All applications for such works of art need the approval from Westminster City Council, and a few days ago Methodist Central Hall made application. One criteria the City Council use to decide whether or not an application is successful is feedback, both locally in the area and more generally. The ministry team and congregation of Methodist Central Hall Westminster are wholly supportive of this sculpture being situated close to its front doors, facing Parliament Square. We believe it would speak profoundly – as fine art often does – to some of the deep issues facing our society today: not least homelessness and poverty.
In order for our application to be successful considerable support is needed to be received by Westminster City Council AND, as is the way of these processes, made very quickly. Consequently, all indications of support (and objections) must be received by Monday 21st December 2015!
A fuller account of the rationale for our application can be found here.
Please support our application and please spread the Word!
Excerpt from the application to Westminster City Council.
The congregation at Methodist Central Hall Westminster is now international and includes those who have been in the past homeless and migrants. The congregation is fully supportive of the plan to site this sculpture outside the church.

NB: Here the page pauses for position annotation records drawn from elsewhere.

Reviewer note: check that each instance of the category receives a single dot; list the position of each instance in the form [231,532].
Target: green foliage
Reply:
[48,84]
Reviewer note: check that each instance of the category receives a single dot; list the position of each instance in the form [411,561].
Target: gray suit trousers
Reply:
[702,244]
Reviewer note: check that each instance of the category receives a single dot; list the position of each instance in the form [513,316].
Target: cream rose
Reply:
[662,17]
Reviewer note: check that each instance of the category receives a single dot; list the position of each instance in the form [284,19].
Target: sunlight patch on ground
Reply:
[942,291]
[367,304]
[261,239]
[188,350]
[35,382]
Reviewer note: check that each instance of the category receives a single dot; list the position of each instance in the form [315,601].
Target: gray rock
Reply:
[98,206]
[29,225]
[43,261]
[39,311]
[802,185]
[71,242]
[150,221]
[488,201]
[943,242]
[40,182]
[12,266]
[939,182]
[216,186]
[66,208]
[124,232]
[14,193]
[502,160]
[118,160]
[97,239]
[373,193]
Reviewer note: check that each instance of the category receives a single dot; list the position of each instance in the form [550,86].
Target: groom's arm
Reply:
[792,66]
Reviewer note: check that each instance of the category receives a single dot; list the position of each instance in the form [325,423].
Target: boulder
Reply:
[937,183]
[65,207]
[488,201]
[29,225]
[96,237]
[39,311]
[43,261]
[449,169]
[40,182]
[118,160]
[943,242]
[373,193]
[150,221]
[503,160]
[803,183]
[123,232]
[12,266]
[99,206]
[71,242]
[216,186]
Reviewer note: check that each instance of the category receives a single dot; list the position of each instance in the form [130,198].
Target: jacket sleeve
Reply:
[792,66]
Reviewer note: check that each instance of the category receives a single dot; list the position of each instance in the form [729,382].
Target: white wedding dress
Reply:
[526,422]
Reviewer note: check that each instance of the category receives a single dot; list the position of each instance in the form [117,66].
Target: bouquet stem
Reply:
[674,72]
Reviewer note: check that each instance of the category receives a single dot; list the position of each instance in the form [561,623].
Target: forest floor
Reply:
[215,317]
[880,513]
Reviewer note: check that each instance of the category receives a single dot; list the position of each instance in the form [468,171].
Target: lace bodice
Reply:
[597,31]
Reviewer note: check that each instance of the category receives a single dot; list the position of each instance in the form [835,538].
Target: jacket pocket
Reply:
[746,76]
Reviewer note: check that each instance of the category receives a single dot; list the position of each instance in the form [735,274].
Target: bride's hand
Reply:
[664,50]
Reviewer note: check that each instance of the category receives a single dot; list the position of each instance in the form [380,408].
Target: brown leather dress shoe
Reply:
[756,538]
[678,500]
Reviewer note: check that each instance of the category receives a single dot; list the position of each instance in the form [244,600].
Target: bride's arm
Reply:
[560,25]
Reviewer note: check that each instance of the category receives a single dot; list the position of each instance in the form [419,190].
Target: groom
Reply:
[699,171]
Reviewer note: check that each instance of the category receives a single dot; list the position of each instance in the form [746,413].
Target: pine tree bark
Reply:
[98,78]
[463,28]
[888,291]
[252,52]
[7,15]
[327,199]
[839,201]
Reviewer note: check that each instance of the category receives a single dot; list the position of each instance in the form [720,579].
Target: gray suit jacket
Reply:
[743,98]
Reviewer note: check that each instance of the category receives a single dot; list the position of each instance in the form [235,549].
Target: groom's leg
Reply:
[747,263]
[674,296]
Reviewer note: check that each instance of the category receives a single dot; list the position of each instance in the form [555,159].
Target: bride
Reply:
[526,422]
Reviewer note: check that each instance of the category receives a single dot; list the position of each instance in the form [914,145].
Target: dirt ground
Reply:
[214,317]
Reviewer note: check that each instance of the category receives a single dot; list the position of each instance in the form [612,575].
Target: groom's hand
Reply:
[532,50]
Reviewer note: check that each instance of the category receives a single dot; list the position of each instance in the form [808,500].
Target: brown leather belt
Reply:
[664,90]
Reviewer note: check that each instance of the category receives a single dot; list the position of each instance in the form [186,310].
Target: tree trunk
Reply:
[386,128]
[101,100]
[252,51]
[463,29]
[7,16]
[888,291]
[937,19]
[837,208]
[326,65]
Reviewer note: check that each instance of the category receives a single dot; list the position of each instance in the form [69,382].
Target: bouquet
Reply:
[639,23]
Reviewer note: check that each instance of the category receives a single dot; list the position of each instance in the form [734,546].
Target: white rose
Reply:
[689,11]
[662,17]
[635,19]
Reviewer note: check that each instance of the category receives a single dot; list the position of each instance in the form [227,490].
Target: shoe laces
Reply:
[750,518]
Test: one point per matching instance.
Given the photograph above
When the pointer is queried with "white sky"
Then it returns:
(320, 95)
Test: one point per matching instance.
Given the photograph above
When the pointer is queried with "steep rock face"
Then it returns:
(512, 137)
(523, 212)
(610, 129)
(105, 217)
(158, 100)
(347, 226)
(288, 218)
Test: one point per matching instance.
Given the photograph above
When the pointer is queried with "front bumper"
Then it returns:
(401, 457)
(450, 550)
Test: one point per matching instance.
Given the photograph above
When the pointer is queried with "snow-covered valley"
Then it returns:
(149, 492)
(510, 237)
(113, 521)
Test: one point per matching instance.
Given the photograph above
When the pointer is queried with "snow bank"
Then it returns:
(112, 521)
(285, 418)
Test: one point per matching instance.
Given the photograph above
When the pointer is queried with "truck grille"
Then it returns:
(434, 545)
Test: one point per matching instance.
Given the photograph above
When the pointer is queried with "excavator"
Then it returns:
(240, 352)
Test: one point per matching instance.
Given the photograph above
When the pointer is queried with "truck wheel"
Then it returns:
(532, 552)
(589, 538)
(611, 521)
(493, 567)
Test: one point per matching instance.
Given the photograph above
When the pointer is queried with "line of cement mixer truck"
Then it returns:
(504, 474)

In spite of the fact that we did not specifically commission this piece, we were honoured to be offered the artwork, especially as we will be the first Methodist Church to have one world-wide. Moreover, its theme resonates deeply with the specific ministries associated with the church in a number of ways: that is why, for the first time in over a century, such an application is being made by the church – we see its aptness! We are concerned about homelessness and, as a Church, support many valuable projects – including the work of The Passage – helping homeless people, the Churches’ Winter Nightshelter project in Westminster, the Saint Vincent Family Project (located in the building), the Westminster Food Bank, etc. – all dealing with related issues. In our community there are many homeless people, this work of art identifies with them
The origins of the church as a Methodist Central Hall lie with the notion of a ‘pew on the pavement’, the lessening of distance between the ‘sacred’ and the ‘secular’. Indeed, Central Halls always were the places of confluence between the life of ‘church’ and a close identity with the political and social realities of wider society. It is very important for us that this statue of Jesus will be outside the Church and not inside.